They like the show – but did they see the ad?

With new technology and new players like Rogers, true TV ad audience measurement is just around the corner

So you paid millions to advertise in CSI: Miami. It’s got great ratings, the right demo for your product and not a bad environment (though the post mortem scenes might not go well with, say, pasta sauce).

Now if people would only stop taking pee breaks during the commercials, you’d be all set. Because you know they’re watching the show – the Nielsen and BBM numbers tell you that – but all you really care about is whether they’re watching the ads.

For years now, advertisers have screamed for Nielsen and BBM to measure the audiences for the ads, rather than the shows, and for years it’s been too expensive or technically difficult.

But now that’s all about to change.

Why? Ian MacLean, director of iTV Lab at Media Experts in Montreal, says the move to digital television is the key.

‘Because digital set-top boxes have a unique identifying address – much the same as a computer has an ISP address – we can now measure with great precision whether an ad was played on the television set in a digital household,’ he says. ‘There are billions of dollars spent on television advertising and I think in this climate of accountability they want to be able to measure ROI on ad investment. It is possible in a digital environment.’

MacLean adds that there are privacy issues around collecting this information, but two-way communication can give viewers the opportunity to opt in and agree to have their viewership measured.

Dean MacDonald, COO of Rogers Cable, says from a technical perspective, audience measurement through set-top boxes is possible and something that Rogers will look at down the road.

MacDonald believes that digital cable measurement would provide accuracy and sophistication – and even cross-platform measurement.

‘Advertising on the Internet is increasing and we know the reach of the medium is increasing as well. The good news is that all those services are online. Whether it is a digital set-top box or the Internet, as long as they’re connected to a device that’s digital in some form. The means, if not evident today, is just lying on the surface waiting for the right software to be applied to it.’

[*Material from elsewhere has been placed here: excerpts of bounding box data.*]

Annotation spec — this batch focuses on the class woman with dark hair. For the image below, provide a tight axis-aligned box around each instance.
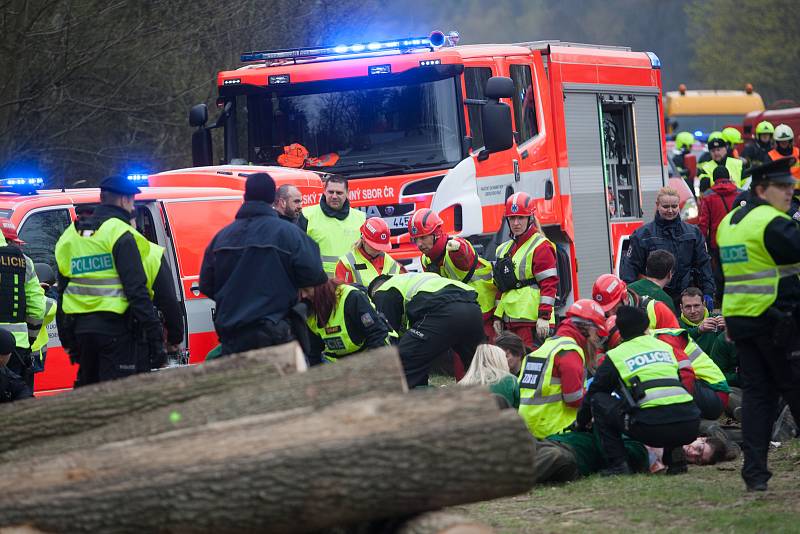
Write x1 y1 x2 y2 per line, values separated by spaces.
300 279 390 365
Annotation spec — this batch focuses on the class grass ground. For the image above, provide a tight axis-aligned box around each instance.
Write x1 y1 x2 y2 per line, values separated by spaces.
430 375 800 534
454 440 800 533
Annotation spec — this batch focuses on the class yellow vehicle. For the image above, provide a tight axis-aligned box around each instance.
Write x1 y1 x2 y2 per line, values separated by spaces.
664 84 764 142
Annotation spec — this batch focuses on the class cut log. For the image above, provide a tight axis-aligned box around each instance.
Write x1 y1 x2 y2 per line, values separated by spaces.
0 347 407 462
0 343 307 453
396 511 494 534
0 388 535 533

Mike Leahy, president of Nielsen Media Research in Markham, Ont., points out that audience measurement in one-minute increments has been available for years and Nielsen’s Spotwatch service has enabled practical use of that data.

But because most ads are 30 seconds, he admits that advertisers are looking for more granularity.

Thus, Nielsen is working on new software and other technology that will allow more finely granulated audience measurement. It will take its first stab at achieving this goal by launching an ‘active-passive people meter’ in the U.S. next summer, but Leahy says the company is also working on a system that would work with the digital BDUs, just as MacLean and MacDonald visualize.

‘With equipment-specific panels we could go to Cogeco, Rogers, Videotron or Shaw and actually pull the data through the digital set-top boxes,’ says Leahy. ‘We can then shoot a software meter right to the TV set, where we could deliver a kind of onscreen ability to do the people meter side of the measurement. You will get bigger samples but you will still need traditional panels to ensure you’ve got representation of all the ways people view TV, whether off air, cable, satellite or digital.’

Leahy cautions, however, that there are some concerns regarding commercial, as opposed to program audience measurement. In particular, he says, once you have data segmented in less than one-minute increments, the data can be less reliable and more difficult to manage.